String formatting in Python comes majorly in two flavors. First is the (now old) printf-style formatting that uses typed control characters prefixed with %, similar to the printf (more like sprintf) function in C. Second is the new format builtin function and the accompanying str.format method that is more suited to Python’s dynamic typing, and arguably, is much easier to use.

Python’s formatting capabilities are quite vast and powerful, warranting a whole separate article. I intend to do that some time in the coming weeks. Until then, the official documentation on printf-style formatting and the format function should serve you well.

Docstrings

Docstrings are strings that serve as documentation for Python’s modules, functions and classes. There’s nothing special in the syntax of these strings per se, but their uniqueness is more due to where they are positioned in a Python program.

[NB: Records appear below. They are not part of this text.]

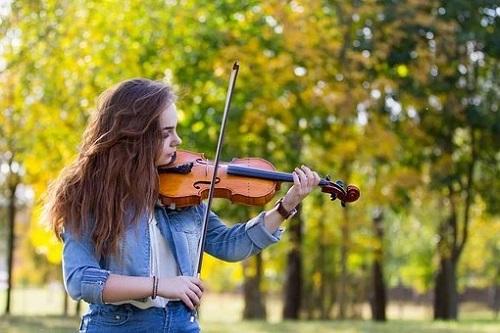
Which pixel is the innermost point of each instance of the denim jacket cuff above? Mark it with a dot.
(93, 281)
(258, 233)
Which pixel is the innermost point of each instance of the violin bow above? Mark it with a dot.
(201, 243)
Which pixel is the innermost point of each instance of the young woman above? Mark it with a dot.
(124, 253)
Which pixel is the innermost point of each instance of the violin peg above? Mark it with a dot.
(341, 184)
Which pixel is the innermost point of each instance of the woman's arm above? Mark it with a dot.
(245, 239)
(303, 182)
(120, 288)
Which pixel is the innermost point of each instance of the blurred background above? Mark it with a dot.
(397, 97)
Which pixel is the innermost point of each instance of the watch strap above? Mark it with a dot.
(282, 210)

Consider the following function with a docstring on line 2

1
2
3
4
5
6
def triple(n):
    """Triples the given number and returns the result."""
    return n * 3


print(triple(4))

The string defined on line 2 in this program is not assigned to any variable. On the face of it, it appears pointless to create a string and just discard it. However, in this case, the fact that this string literal is the first expression in the function definition, makes it a docstring. What that means is that the contents of this string are understood to be a human readable help text regarding the usage of this function.

It also doesn’t have to be a string defined with """. It may be using single quotes, double quotes or any other crazy variation we saw above. But, don’t do that. It’s usually a best practice to write docstrings with """, and I strongly suggest (and even beg) that you stick to using """ for docstrings. Please.

It’s also not entirely true that this string is not assigned to a variable. Docstrings are saved to the .__doc__ attribute of the function (or whatever object) they are documenting. In our example above, we can get the docstring from triple.__doc__. But it’s usually more practical to call the help function to read the docstring.

For classes, the docstring should be the first expression inside the class body, positioned similarly to that of a function. For modules, the docstring should be the first expression in the module (even before any imports).

A minor note regarding docstrings regarding the formatting of their content is to use [ReST][rst] (also called reStructuredText). It is not strictly required, but I suggest you do so, in the event that you choose to generate HTML help pages from your docstrings, you’ll be glad you wrote them in ReST.

Conclusion

It’s hard to imagine a Python program that doesn’t have something to do with strings. As such, we have been provided with a lot of utilities within the standard distribution for working with strings. Even in an article of this size, I couldn’t be exhaustive. As always, Python’s official documentation is unreal good. It pays to occasionally open a random page and skim over it.